内閣支持率や政党支持率は、選挙報道で最も引用される数字である。しかし同じ時期の調査でも、報道機関によって結果は一致しない。差はどこで生まれるのか。
1. 調査方法
現在の主流はRDD(Random Digit Dialing)、無作為に発生させた電話番号にかける方式である。固定電話のみか、携帯電話を含むかで対象者の構成が変わる。近年はインターネット調査を併用する社もあり、方式が違えば単純比較はできない。
- 固定電話中心: 高齢層の比率が高くなりやすい
- 携帯併用: 若年層を拾いやすいが、居住地の特定が難しい
- インターネット: 回答者がパネル登録者に偏る
2. 質問文と選択肢
「支持する/支持しない」の2択で聞くか、「どちらとも言えない」を選択肢に置くかで、支持率は変わる。選択肢に中間項があると、支持・不支持の双方が下がる。

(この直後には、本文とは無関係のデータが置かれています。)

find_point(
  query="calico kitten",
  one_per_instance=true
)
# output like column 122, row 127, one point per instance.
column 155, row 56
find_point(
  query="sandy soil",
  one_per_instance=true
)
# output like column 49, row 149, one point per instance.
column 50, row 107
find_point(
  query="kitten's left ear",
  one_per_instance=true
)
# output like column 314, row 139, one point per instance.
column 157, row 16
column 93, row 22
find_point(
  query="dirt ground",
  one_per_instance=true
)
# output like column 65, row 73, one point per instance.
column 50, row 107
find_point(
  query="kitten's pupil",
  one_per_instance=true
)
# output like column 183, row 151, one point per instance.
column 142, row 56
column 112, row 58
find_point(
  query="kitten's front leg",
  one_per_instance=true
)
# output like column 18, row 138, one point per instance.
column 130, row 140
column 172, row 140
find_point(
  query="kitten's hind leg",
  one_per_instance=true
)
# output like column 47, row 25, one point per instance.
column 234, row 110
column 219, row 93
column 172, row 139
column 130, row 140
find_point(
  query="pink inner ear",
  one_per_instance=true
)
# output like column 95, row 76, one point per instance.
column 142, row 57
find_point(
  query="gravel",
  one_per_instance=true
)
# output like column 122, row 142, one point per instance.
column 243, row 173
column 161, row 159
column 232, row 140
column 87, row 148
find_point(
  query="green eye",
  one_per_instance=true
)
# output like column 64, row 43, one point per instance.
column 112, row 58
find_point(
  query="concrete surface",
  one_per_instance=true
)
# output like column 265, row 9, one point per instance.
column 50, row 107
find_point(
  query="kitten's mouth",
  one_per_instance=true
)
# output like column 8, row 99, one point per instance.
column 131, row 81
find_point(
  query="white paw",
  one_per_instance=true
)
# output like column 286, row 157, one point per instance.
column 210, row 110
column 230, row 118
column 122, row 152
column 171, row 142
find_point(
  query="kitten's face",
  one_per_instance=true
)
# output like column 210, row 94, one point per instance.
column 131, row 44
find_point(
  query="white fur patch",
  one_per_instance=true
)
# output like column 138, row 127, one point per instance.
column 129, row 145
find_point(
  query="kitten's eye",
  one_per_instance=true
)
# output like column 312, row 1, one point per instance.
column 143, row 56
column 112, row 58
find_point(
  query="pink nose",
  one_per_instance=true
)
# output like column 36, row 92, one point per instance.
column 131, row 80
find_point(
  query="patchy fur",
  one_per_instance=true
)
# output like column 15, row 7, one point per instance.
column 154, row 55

さらに、「支持しない」と答えた人に理由を追加で聞く社と聞かない社があり、質問の並び順(前の質問が次の回答に影響する)も差を生む。
3. 回答率
架電数に対して実際に回答が得られた比率が回答率である。近年は低下が続いており、40%を下回る調査も珍しくない。回答率が下がると、回答した人と回答しなかった人の性質の違い(無回答バイアス)が結果に影響しやすくなる。
4. 誤差の幅
標本調査には統計的な誤差がつきものである。有効回答1,000件程度の調査であれば、支持率50%前後の項目でおおむね±3ポイントの誤差が見込まれる。
つまり、前月48%・今月51%という変化は、誤差の範囲内で説明できてしまう。1回の増減で傾向を語るのではなく、複数回・複数社の推移を並べて見るのが正しい読み方になる。
読むときのチェックリスト
- 調査日はいつか(大きな出来事の前か後か)
- 調査方法は何か(RDD/インターネット、固定/携帯)
- 有効回答数はいくつか
- 前回調査からの変化は誤差を超えているか
- 質問文が公開されているか
多くの報道機関は調査概要を記事末に掲載している。そこを読まずに数字だけを引用しない。
選挙予測との関係
世論調査は「今の意識」の測定であり、選挙結果の予測ではない。政党支持率と実際の得票率は、投票率や候補者の構成によって大きくずれる。
選挙インサイトでは、事実データ(選挙結果)と予測を別のデータとして扱い、画面上でも明確に区別する方針を採っている。予測は必ず算出時点と根拠を伴わせ、後から精度を検証できる形で履歴に残す。